Folgende Punkte (im Anschluss erläutert) sollten mit Blick auf die EEG-Novelle berücksichtigt werden:
- Eine Umstellung auf Ausschreibungen kann laut Koalitionsvertrag erst nach der Beweisführung erfolgen, dass mit Ausschreibungen die Energiewendeziele kostengünstiger zu erreichen sind. Zu den Energiewendezielen zählt auch das Erreichen des anvisierten Ausbaus Erneuerbarer Energien unter Wahrung der Akteursvielfalt als dem bis heute maßgeblichen Motor der Energiewende mit breiter Akzeptanz. Eine Umstellung auf Ausschreibungen in diesem oder dem kommenden Jahr ist vor diesem Hintergrund nicht darstellbar. Die Einführung von Ausschreibungen kann von heute aus gesehen (2016/2017) somit nur in „Projektform“ erfolgen, auch um Erfahrungen bei Windenergie – oder Bioenergiegewinnung zu sammeln.
- Beihilferechtlich kann von Ausschreibungen bereits auf Grundlage der EU-Beihilfeleitlinie gänzlich (etwa bei zu erwartenden niedrigeren Projektumsetzungsquoten) oder in breitem Umfang ( De-Minimis-Regelung ) abgesehen werden.
- Steuerungswirkungen des EEG 2014, die bereits zu einer Unterschreitung von Ausbauzielen und zu Einbrüchen in der Ausbaudynamik geführt haben oder absehbar führen, müssen nachsteuernd korrigiert werden.
- Unsere mit dem Koalitionsvertrag vereinbarten Ausbauziele sollten mit Blick auf Klimaschutzziele – die Klimaschutzvereinbarung von Paris eingeschlossen – sowie vor dem Hintergrund zunehmender Verknüpfungen mit dem Wärme- und Mobilitätsbereich (Sektorenkopplung) nicht als starre Ausbaugrenzen gesehen werden. Mit einem Korridor von 40 – 45 % bis 2025 sind unsere Klimaschutzziele nicht zu erreichen. Ausbauziele sollten als Mindestziele verstanden werden.
- Aus Gründen der Sektorenkopplung widerspricht es den Energiewendezielen, Anlagen mit (anteiligem) Eigenverbrauch (die nicht den gesamten Zeitraum ins Netz einspeise n) gänzlich von der Förderung auszunehmen , so aber § 27a EEG 2016 REntw., der in sofern gestrichen werden sollte .
- Es widerspricht der Planungssicherheit sowohl der Unternehmen, als auch der Länder und Kommunen im Hinblick auf die Flächenausweisung , wenn Ausbaukorridore zwischen den Technologien verrechnet werden.

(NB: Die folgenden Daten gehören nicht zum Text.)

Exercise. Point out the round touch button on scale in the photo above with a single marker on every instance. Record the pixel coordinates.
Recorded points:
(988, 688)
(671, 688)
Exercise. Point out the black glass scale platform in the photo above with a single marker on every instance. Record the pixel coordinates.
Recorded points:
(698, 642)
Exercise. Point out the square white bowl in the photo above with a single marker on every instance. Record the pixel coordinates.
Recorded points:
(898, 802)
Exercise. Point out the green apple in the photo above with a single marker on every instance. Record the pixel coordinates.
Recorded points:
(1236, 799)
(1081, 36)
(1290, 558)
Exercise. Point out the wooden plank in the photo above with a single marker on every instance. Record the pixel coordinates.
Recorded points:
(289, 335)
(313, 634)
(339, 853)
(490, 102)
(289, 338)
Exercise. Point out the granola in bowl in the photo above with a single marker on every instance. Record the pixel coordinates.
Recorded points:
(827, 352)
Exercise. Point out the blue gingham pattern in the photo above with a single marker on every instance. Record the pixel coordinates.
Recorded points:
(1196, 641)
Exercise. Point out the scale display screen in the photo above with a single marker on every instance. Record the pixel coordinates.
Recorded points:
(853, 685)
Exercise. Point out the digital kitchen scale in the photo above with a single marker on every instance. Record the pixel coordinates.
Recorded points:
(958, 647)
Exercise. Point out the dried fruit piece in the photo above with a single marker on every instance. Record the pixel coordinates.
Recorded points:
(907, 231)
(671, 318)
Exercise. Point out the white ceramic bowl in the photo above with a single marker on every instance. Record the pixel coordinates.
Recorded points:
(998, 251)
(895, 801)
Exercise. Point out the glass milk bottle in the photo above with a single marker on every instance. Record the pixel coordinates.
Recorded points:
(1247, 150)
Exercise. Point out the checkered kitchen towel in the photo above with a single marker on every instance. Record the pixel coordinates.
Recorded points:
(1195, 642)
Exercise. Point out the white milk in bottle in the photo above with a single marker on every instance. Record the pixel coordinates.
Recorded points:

- Es widerspricht ferner der Planungssicherheit, wenn der Ausbau Erneuerbarer Energien außerhalb von Förderungen in den Ausbaukorridor eingerechnet wird, wie dies aber durch eine Formel des derzeitigen Referentenentwurfs vorgesehen ist. Diese Formel sollte gestrichen werden.
- Die seit 2014 erhobene EEG – Umlage auf solaren Eigenverbrauch wirkt – neben zu starker Degression – als Ausbauhemmnis und konnte keine spürbaren Entlastungseffekte (ca. 0,002 Cent je KWh) erzielen. Sie sollte abgeschafft werden.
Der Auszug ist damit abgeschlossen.